Jagmeet Singh's views on issues relating to his heritage and the Air India bombing perhaps would not have been relevant if he had stayed clear of Punjabi and Indian politics. But he has taken positions – positions that he will have to defend in the public square.
For example, when he was a member of the Ontario legislature, he sponsored a motion to "formally recognize the November 1984 state organized violence perpetrated against Sikhs throughout India as genocide." Indian newspapers have drawn a straight line between the NDP leader's support for self-determination in Catalonia and Quebec and the quest for a separate Sikh homeland in India.
Rallying cry for Canadian Sikhs
While the separatist movement may be all but forgotten in the land of its birth, it remains a rallying cry for sections of the Punjabi Sikh community in Canada. Just as there are Canadians who demand a separate Sikh homeland carved out of India, there are others who have either abandoned the cause or just don't care either way. Where exactly Singh fits within this spectrum is an unknown, and it is because of this ambiguity that further questions are warranted.
This sort of journalism is well suited to a new, multicultural age: one where reporters can act as translator between Canada's various cultural communities.

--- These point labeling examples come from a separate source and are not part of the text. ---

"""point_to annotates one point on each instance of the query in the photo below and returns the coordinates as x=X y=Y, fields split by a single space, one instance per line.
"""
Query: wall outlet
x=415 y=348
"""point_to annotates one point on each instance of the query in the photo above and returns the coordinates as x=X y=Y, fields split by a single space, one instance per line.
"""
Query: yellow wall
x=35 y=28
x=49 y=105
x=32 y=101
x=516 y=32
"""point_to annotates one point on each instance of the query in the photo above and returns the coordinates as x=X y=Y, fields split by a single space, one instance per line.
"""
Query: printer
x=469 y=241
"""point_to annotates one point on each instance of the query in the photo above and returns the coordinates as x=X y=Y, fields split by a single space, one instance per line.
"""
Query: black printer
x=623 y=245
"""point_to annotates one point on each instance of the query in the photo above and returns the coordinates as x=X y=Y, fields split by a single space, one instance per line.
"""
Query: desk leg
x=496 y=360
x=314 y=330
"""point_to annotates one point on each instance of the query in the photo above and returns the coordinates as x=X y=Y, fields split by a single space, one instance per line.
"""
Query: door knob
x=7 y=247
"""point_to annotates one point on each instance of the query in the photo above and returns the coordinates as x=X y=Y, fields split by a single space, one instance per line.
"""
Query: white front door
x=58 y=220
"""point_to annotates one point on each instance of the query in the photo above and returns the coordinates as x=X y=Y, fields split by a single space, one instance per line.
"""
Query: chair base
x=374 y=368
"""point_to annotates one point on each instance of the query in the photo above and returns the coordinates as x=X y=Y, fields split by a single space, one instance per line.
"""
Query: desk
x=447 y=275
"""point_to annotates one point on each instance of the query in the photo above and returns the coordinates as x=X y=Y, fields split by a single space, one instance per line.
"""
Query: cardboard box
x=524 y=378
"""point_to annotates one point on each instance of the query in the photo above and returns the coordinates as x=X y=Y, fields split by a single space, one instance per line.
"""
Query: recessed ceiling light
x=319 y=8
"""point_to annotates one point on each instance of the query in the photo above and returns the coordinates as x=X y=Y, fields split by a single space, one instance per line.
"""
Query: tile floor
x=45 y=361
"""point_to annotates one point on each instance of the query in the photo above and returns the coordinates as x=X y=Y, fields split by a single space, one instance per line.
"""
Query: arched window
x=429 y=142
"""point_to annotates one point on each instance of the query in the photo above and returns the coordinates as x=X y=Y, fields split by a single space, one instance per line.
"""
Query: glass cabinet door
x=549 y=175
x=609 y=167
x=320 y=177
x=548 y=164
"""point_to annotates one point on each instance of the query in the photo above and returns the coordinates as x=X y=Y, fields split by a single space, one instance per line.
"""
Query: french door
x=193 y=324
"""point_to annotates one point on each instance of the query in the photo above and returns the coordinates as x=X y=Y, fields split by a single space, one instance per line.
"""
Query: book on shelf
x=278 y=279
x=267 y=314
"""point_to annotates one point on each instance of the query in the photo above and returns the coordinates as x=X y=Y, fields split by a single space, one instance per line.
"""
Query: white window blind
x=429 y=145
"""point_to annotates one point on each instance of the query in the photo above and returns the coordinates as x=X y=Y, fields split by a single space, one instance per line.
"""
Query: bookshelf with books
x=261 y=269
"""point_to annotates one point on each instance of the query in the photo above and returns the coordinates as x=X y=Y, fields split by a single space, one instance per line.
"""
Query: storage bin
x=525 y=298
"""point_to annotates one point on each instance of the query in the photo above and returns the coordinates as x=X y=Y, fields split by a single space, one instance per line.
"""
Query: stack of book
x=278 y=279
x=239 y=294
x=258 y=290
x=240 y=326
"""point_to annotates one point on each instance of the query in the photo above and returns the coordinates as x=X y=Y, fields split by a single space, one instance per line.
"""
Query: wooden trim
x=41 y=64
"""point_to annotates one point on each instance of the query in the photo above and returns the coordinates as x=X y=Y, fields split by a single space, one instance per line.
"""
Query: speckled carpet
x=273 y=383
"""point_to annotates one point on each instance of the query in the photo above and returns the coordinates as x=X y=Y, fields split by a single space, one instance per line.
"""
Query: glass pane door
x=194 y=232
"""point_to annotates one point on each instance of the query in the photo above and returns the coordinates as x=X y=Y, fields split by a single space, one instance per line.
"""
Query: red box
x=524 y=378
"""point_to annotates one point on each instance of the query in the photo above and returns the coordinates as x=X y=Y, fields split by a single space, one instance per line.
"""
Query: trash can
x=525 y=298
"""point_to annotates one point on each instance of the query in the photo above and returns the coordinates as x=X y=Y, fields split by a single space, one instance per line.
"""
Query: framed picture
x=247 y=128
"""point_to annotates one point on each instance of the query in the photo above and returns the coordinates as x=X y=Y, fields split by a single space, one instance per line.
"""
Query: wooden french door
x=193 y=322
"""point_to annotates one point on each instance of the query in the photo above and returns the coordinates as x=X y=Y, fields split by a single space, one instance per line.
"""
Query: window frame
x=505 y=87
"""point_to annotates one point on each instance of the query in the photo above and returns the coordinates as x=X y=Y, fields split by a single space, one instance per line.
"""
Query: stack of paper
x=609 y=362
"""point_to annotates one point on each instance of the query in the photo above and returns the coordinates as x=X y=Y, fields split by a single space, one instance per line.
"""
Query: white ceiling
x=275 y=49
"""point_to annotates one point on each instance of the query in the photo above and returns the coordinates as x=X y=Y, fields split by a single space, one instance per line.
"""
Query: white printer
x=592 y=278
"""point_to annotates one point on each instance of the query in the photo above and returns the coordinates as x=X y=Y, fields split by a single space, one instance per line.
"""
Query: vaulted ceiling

Indeed, a Canadian reporter's role when interviewing a leader who wears his heritage on his sleeve is obvious: to ask him about it.
I would expect the same kind of hardball questions to be asked of a leader of Irish heritage if she had taken sides in the Troubles, or someone of Arab origins if he had articulated public positions on the Palestinian question. In these instances, the journalist takes on the role of a cultural interpreter (albeit, an imperfect one).
Unlike most other reporters on Parliament Hill, Milewski has spent years covering the Indian diaspora community in Canada, especially in the context of the Air India bombing. Milewski – like the Vancouver Sun's Kim Bolan – has stayed with the story for decades, and helped sear the tragedy into Canadian consciousness.
Readers will recall that the bombing was initially dismissed as an entirely Indian problem – remember the call Prime Minister Brian Mulroney made to his Indian counterpart mourning the deaths? We have belatedly come to accept most of the 329 victims as our very own. Rightfully so, as most of them were Canadian.
Here's a safe bet: I expect other mainstream-ethnic issues to surface over time, especially as they relate to political religion, meaning when religion is used in the pursuit of political goals.
The Air India tragedy continues to be a test case for Canada, and Singh shouldn't expect to get a free pass on questions about it either as NDP leader, or as the prime minister of Canada.